Anyway, on a subsequent visit, Barney discovers that Stig has been creative, using a piece of charred, blackened board to draw on the white, chalk walls of his cave. He has drawn a hunting scene, with stags fleeing in fear from humans brandishing flint-tipped spears.
So of course we had to have a go ourselves. Though not on the walls. We did use burnt wood though. Or charcoal to be more precise.
First, we taped a piece of paper to the desk (you’ll see why later).
Next we had enormous fun taking a perfectly good piece of drawing charcoal and bashing it to smithereens with a wooden spoon (improvisation; it was all we could find!) We needed charcoal powder you see.
Then we squished up a paper towel, dipped it into the charcoal powder…..
before using it to turn the white paper a soft pale grey. Our chalk wall.

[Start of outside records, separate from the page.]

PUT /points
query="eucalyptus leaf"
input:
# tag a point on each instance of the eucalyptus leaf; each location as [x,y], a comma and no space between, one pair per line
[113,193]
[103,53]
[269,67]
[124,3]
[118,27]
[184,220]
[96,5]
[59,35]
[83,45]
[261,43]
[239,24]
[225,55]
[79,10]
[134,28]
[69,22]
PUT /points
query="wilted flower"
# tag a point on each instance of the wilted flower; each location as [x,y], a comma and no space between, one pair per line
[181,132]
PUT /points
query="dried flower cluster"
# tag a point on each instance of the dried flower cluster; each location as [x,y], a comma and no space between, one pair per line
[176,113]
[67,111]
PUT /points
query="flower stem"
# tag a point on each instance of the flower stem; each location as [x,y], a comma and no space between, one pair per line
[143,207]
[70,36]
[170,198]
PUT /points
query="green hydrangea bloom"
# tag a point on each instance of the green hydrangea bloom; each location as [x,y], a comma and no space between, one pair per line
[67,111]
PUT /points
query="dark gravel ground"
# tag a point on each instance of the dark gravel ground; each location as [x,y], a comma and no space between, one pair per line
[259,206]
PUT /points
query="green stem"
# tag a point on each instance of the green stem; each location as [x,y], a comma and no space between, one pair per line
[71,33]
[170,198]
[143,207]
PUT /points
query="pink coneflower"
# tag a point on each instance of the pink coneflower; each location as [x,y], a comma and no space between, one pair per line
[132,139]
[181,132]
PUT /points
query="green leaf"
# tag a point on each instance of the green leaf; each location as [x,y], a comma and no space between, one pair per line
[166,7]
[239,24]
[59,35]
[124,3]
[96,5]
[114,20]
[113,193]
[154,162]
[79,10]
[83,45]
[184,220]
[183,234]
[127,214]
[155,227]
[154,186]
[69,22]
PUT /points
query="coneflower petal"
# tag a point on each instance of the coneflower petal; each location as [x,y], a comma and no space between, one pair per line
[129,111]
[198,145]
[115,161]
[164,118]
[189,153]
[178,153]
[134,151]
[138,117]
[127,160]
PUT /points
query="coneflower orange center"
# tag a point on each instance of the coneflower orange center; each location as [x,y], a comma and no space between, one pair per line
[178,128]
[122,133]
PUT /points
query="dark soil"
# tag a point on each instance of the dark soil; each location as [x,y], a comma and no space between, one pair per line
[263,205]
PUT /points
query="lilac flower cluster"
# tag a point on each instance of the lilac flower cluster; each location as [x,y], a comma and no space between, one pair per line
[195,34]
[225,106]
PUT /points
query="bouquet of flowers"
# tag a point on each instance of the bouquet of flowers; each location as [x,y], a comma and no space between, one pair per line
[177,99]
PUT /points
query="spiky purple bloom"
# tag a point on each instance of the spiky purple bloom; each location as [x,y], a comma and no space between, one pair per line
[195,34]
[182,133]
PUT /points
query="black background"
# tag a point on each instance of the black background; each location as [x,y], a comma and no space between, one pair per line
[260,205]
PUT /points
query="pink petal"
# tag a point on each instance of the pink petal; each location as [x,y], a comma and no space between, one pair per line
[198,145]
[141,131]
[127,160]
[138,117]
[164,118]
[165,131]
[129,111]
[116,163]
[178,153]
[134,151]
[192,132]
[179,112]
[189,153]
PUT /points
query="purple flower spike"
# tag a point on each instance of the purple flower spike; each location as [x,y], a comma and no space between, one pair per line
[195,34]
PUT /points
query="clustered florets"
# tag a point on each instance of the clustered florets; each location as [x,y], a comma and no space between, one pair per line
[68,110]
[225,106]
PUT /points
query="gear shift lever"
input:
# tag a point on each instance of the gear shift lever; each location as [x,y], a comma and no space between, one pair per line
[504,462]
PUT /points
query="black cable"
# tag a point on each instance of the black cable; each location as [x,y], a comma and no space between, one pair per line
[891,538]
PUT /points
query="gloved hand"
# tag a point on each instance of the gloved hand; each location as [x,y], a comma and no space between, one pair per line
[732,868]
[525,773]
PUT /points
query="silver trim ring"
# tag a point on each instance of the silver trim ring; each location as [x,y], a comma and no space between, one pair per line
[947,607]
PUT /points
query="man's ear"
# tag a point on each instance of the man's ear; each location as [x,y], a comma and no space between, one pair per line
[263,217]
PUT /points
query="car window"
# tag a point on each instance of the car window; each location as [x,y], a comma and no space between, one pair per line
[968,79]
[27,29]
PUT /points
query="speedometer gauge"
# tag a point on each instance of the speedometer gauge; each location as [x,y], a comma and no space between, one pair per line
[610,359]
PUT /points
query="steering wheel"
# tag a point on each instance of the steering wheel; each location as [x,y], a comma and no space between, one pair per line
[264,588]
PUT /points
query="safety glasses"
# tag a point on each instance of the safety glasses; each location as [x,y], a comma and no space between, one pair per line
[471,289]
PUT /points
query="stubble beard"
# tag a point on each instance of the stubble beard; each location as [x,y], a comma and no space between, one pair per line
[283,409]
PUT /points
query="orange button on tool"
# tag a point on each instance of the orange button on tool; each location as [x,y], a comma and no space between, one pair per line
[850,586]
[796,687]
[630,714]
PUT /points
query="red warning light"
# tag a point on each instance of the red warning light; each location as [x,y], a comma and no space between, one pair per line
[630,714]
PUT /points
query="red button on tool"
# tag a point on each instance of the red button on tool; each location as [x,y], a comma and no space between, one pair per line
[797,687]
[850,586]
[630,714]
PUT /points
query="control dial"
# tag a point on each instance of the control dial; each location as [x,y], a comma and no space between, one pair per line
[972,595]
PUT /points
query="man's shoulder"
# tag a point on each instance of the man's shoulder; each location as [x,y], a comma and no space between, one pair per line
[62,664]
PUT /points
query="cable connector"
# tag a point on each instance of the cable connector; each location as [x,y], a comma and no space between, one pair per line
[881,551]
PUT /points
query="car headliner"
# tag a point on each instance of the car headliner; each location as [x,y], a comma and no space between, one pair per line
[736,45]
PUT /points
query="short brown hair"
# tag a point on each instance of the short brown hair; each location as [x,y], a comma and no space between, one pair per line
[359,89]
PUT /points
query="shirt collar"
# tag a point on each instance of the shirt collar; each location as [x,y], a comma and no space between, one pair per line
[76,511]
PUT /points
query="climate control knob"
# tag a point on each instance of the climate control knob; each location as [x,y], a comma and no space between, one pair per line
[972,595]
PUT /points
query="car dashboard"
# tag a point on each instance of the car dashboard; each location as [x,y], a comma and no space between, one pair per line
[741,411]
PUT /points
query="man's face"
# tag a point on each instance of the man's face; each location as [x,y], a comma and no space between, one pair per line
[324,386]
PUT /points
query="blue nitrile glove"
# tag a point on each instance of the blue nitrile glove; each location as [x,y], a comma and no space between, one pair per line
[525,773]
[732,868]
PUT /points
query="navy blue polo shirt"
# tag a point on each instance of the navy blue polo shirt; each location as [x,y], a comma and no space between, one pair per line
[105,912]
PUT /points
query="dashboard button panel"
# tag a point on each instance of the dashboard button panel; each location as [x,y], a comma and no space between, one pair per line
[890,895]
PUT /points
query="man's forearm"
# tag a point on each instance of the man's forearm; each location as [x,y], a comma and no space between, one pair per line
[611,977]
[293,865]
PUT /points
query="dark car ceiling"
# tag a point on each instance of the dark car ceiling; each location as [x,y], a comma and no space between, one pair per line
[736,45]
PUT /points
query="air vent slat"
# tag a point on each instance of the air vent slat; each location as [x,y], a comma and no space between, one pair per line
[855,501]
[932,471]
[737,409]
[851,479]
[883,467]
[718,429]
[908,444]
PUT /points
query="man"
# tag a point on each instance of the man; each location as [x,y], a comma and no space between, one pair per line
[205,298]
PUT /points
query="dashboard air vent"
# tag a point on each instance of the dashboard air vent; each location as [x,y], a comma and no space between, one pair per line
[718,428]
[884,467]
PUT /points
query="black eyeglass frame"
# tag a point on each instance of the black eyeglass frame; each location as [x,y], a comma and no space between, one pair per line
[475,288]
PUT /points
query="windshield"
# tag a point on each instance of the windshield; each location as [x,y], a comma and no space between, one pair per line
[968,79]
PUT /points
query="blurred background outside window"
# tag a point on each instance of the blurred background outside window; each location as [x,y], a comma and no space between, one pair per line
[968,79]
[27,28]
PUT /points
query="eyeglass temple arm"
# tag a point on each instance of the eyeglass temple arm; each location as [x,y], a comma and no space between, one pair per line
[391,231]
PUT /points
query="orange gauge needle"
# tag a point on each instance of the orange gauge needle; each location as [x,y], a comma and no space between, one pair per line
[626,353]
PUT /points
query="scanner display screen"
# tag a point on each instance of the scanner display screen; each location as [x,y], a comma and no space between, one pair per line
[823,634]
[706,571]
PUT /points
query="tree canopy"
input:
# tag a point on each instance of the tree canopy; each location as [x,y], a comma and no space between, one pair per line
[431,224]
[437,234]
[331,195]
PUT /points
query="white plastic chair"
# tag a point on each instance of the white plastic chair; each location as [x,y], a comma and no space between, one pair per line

Next we learned the technique of using drawing charcoal; there is a special way to hold it to stop it snapping (drawing charcoal is thin and brittle).
Then we used a combination of charcoal…..
and chalk to create our very own ‘authentic’ cave painting.
In spite of some impressive black hands…..
I think that if you come to the classroom to take a closer look, you too will be amazed, not only by our hunting scenes, but also by the perfect white frames around them.